The kicker came during a chance conversation shortly after Easter between Dawn and a work colleague who she rarely sees.

It turns out he had some lime restoration and building work done a few years ago which eventually failed (not the plastering but rebuilt walls and suchlike) and he was in the process of threatening legal proceedings against the mystery tradesman. This person had apparently been unreliable and difficult to contact, stretching a short job in to a number of months.

"Whatever you do, don't use a bloke called Andy Skinner," he said without any prompting.

His emails really say the rest:

Email #1
"...he text[ed] me back yesterday after 18 months..." follows on from the conversation with
Dawn in which her colleague said he was also having communication issues

Email #2
Although I have no way to verify any of this, I'm told that the meeting happened
a week or two ago and a settlement was agreed

Note: I've thought long and hard about whether or not to name Andy Skinner and Severn Plastering (also known as Severn Lime Plastering) in this post.
I liked the man in a way - he was good craic and the final result is excellent, but his work ethic was terrible and I need to write about it because above everything else this is a warts-and-all account of our experiences. And it's Fair Comment (legally).

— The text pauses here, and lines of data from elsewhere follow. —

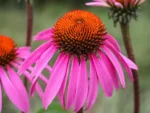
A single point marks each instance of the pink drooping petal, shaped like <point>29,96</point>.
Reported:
<point>111,69</point>
<point>104,4</point>
<point>23,52</point>
<point>113,41</point>
<point>117,4</point>
<point>55,82</point>
<point>72,83</point>
<point>12,92</point>
<point>132,3</point>
<point>61,93</point>
<point>82,85</point>
<point>42,77</point>
<point>16,81</point>
<point>93,87</point>
<point>44,35</point>
<point>28,76</point>
<point>0,98</point>
<point>116,64</point>
<point>138,2</point>
<point>49,69</point>
<point>103,75</point>
<point>37,86</point>
<point>126,2</point>
<point>126,66</point>
<point>34,56</point>
<point>42,62</point>
<point>129,62</point>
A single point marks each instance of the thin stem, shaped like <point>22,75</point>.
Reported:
<point>29,29</point>
<point>129,49</point>
<point>80,111</point>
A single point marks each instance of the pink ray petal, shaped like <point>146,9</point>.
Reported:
<point>111,69</point>
<point>33,57</point>
<point>42,77</point>
<point>82,86</point>
<point>111,2</point>
<point>113,41</point>
<point>103,75</point>
<point>117,4</point>
<point>34,81</point>
<point>23,52</point>
<point>116,64</point>
<point>72,83</point>
<point>93,87</point>
<point>126,2</point>
<point>132,3</point>
<point>42,62</point>
<point>55,82</point>
<point>104,4</point>
<point>140,2</point>
<point>126,66</point>
<point>0,98</point>
<point>44,35</point>
<point>16,81</point>
<point>28,76</point>
<point>129,62</point>
<point>11,91</point>
<point>61,93</point>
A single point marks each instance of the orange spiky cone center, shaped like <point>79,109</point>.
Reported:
<point>79,32</point>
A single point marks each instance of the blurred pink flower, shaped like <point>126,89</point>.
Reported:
<point>81,38</point>
<point>116,3</point>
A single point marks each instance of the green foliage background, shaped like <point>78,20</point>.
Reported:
<point>46,13</point>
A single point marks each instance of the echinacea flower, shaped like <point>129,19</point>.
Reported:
<point>9,79</point>
<point>11,57</point>
<point>80,37</point>
<point>120,10</point>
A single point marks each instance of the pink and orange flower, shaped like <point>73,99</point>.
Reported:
<point>78,38</point>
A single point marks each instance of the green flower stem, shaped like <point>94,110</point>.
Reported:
<point>80,111</point>
<point>128,45</point>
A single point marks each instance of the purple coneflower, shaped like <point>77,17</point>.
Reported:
<point>120,10</point>
<point>9,79</point>
<point>81,38</point>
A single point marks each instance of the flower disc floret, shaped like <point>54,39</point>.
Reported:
<point>7,50</point>
<point>79,33</point>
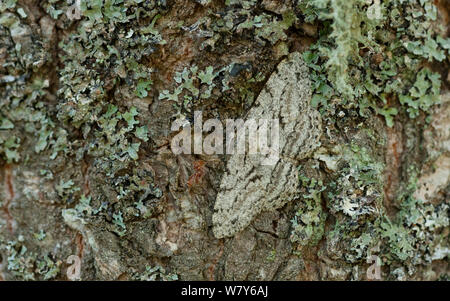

So I have decided to use it as an opportunity to let other people make a more informed decision if they decide to do some research. We did and found nothing either way.
Finally I've been specific about the company identity because I'd hate for anyone to get confused between him and other plasterers with the same name, who do exist.

1 comment:

  1. Hi Muz, thanks for posting this. It's a shame that I didn't find it earlier as it might have saved us the same frustrations and delays that you describe (and many of the same excuses!). We employed Andy Skinner of Severn Lime Plastering (Seven Plastering) to insulate and skim a single bedroom. Six months into the job, and it's still not finished. There are so many problems with the work that Andy has done, that we're having to rip the whole lot out and start again - this time with someone who actually does know about lime plastering!